Based on the idea that in vitro dopamine injections into the CA1 region inhibit the direct perforant path projection to the CA1 region without affecting the Schaffer collateral projection into the CA1 region (Otmakhova and Lisman, 1999), rats were injected with apomorphine (a non-selective dopamine agonist) or vehicle control in the CA1 region in the delayed (5 min) non-matching-to-sample for a spatial location task, in the Hebb–Williams maze task, and in the contextual fear-conditioning task. The results showed that apomorphine injections into the CA1 disrupted performance in all of these tasks. Furthermore, apomorphine injections into CA1 did not disrupt encoding in the Hebb–Williams maze or transfer of short-term memory for a spatial location in a non-matching-to-sample task to a novel environment (a new maze), which represent processes that are not dependent on the CA1 region (Vago et al., 2007; Vago and Kesner, 2008). Apomorphine injections into the CA1 subregion produce the same pattern of deficits as are produced by CA1 but not CA3 lesions. Taken together, these results suggest that in situations where there is a CA1 but no CA3 lesion effect, the direct perforant path input into the CA1 region represents the main input for the integrity of intact performance, perhaps based on intermediate-term memory processing.

It can also be shown that in some tasks, there is an interaction between CA3 and CA1 in that one can observe a deficit following dysfunction of either the CA3 or CA1 subregion. For example, when multiple temporally organized sequential information is to be remembered within a short-term memory system, such as memory for multiple spatial locations, both CA3 and CA1 lesions produce impairments (Gilbert et al., 2001; Lee et al., 2005; Kesner et al., 2008). Thus, there is the implication that both regions are working cooperatively and that CA1 is likely to benefit from a feed-forward Schaffer collateral connection from CA3.
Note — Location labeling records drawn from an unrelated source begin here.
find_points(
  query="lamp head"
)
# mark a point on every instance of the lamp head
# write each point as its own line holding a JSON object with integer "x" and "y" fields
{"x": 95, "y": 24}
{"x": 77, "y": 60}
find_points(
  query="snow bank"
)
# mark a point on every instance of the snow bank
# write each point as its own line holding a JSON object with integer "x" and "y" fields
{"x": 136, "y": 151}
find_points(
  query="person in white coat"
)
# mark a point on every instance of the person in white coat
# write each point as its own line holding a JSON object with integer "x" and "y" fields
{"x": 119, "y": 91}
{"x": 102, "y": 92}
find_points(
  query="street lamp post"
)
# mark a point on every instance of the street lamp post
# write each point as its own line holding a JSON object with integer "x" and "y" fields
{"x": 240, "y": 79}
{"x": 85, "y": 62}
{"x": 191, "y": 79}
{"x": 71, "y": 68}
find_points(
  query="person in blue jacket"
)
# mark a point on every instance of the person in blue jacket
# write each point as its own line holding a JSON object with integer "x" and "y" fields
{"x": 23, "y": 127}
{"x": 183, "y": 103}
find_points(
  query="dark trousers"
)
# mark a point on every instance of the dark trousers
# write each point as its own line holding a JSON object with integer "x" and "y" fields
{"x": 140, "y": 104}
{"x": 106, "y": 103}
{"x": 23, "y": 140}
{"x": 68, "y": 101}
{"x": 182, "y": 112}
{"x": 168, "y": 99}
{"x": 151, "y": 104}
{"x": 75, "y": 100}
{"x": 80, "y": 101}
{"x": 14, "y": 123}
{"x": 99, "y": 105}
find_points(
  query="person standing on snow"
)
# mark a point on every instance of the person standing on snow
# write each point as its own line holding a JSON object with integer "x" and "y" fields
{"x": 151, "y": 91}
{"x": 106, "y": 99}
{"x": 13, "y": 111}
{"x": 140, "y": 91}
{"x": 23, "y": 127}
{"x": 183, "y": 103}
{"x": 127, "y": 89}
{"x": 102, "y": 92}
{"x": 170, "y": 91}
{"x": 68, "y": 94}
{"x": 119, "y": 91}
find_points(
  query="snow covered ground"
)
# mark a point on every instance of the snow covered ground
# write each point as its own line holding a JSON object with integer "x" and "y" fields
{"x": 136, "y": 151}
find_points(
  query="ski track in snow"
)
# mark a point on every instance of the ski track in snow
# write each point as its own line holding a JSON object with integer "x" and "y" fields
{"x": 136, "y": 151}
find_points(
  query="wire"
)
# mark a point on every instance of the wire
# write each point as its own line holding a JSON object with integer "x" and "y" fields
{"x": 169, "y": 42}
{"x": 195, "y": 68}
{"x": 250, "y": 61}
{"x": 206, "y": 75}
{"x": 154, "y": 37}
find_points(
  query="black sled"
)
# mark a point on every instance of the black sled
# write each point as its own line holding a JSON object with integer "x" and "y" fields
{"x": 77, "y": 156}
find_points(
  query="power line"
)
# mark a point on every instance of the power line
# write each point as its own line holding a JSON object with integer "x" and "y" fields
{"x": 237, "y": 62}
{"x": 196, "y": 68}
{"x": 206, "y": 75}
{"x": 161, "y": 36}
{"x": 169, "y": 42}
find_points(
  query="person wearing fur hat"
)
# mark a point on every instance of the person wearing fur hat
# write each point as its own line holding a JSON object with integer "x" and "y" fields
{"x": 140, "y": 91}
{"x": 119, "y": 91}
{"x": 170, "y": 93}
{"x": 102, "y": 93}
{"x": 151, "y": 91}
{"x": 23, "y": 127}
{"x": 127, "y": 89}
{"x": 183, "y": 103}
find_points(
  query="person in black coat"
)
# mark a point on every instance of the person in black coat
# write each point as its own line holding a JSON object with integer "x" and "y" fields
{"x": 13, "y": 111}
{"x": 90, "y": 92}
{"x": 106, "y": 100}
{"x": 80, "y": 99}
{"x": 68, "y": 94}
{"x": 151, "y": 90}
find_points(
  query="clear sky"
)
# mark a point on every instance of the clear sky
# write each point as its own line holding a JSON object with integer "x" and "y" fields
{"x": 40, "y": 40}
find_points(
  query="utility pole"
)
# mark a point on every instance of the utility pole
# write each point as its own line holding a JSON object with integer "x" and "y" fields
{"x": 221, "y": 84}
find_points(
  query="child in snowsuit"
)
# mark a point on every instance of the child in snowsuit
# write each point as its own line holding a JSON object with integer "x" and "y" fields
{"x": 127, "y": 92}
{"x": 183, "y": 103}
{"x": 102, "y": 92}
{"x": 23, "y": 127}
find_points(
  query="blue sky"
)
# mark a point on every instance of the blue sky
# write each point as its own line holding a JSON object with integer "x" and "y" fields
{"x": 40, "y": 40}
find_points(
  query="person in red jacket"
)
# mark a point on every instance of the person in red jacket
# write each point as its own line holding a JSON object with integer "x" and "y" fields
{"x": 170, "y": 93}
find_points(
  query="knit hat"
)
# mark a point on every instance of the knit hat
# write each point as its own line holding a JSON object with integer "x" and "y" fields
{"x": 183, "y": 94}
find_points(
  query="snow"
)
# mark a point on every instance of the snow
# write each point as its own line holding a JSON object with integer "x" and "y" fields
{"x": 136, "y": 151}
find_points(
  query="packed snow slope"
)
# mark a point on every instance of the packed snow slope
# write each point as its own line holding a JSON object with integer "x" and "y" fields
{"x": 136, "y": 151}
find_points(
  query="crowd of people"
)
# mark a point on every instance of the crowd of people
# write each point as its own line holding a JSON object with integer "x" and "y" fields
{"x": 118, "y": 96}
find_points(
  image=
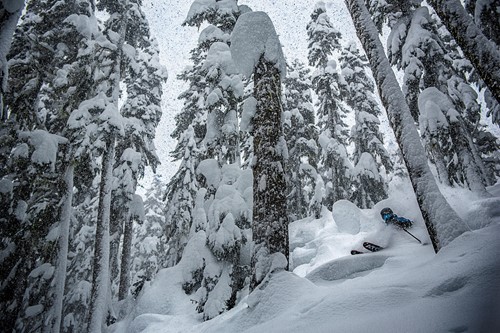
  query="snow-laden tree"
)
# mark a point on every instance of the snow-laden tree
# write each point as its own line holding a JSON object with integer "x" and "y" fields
{"x": 149, "y": 241}
{"x": 10, "y": 11}
{"x": 180, "y": 196}
{"x": 416, "y": 47}
{"x": 207, "y": 125}
{"x": 301, "y": 136}
{"x": 220, "y": 234}
{"x": 485, "y": 14}
{"x": 224, "y": 92}
{"x": 51, "y": 77}
{"x": 370, "y": 154}
{"x": 483, "y": 53}
{"x": 256, "y": 49}
{"x": 130, "y": 57}
{"x": 141, "y": 111}
{"x": 443, "y": 224}
{"x": 333, "y": 163}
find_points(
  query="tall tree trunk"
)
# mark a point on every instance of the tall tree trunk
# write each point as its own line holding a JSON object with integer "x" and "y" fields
{"x": 126, "y": 259}
{"x": 442, "y": 222}
{"x": 270, "y": 219}
{"x": 8, "y": 23}
{"x": 481, "y": 52}
{"x": 99, "y": 301}
{"x": 60, "y": 278}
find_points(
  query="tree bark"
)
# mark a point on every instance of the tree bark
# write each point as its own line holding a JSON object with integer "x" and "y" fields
{"x": 270, "y": 221}
{"x": 126, "y": 259}
{"x": 481, "y": 52}
{"x": 60, "y": 278}
{"x": 99, "y": 303}
{"x": 442, "y": 222}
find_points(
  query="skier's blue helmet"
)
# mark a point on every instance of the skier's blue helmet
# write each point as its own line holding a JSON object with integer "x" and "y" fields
{"x": 386, "y": 213}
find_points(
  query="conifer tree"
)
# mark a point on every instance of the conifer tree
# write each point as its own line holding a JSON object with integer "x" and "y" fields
{"x": 333, "y": 159}
{"x": 270, "y": 222}
{"x": 443, "y": 224}
{"x": 43, "y": 101}
{"x": 9, "y": 16}
{"x": 301, "y": 136}
{"x": 479, "y": 50}
{"x": 369, "y": 151}
{"x": 416, "y": 47}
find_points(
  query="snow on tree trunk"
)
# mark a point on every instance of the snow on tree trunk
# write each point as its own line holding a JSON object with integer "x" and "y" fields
{"x": 10, "y": 11}
{"x": 255, "y": 47}
{"x": 126, "y": 260}
{"x": 99, "y": 303}
{"x": 270, "y": 222}
{"x": 482, "y": 53}
{"x": 61, "y": 268}
{"x": 442, "y": 222}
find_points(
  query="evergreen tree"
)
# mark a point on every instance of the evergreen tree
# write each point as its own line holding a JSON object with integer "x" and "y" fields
{"x": 369, "y": 151}
{"x": 198, "y": 214}
{"x": 333, "y": 159}
{"x": 301, "y": 136}
{"x": 479, "y": 50}
{"x": 149, "y": 241}
{"x": 443, "y": 224}
{"x": 417, "y": 48}
{"x": 9, "y": 16}
{"x": 485, "y": 14}
{"x": 270, "y": 222}
{"x": 43, "y": 100}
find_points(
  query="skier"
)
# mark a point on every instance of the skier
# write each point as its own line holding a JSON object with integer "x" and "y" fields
{"x": 389, "y": 217}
Functional Analysis of Mossy Fiber Versus Perforant Path Inputs into CA3a,b

McNaughton and Morris (1987), Rolls and Treves (1998), and Rolls and Kesner (2006) have suggested that the dentate granule cell/mossy fiber pathway to CA3 may be important during the learning of new associations in the CA3 network, and that part of the way in which it is important is that it helps by pattern separation to produce relatively sparse and orthogonal representations in CA3. In addition, the theory proposes that the direct perforant path input to CA3 is important in initiating retrieval from the CA3 autoassociation network, especially with an incomplete retrieval cue.

In order to test the above mentioned ideas, a Hebb–Williams maze was used. In this task, rats were required to traverse a maze from the start to goal box in the most direct possible path. Learning across the final five trials of the first day compared to the first five trials of the first day of training was used as an index of encoding, and performance on the first 5 days of the second day compared to the last five trials of the first day was used as an index of retrieval. These operationally defined encoding and retrieval epochs were on average 10 min in length each. Using this task, it was found that lesions of the DG or CA3a,b (or a crossed lesion) disrupt within-day learning on the Hebb–Williams maze, but that retrieval of information at the start of the following day is not impaired (Lee and Kesner, 2004b; Jerman et al., 2006). In contrast, lesions of the perforant path input to CA3a,b from entorhinal cortex disrupt retrieval (i.e., initial performance on the following day), but not learning within a day (Lee and Kesner, 2004b). These findings support the hypothesis that the CA3 processes both inputs from the DG to support pattern separation and inputs from the entorhinal cortex via the perforant path to support pattern completion.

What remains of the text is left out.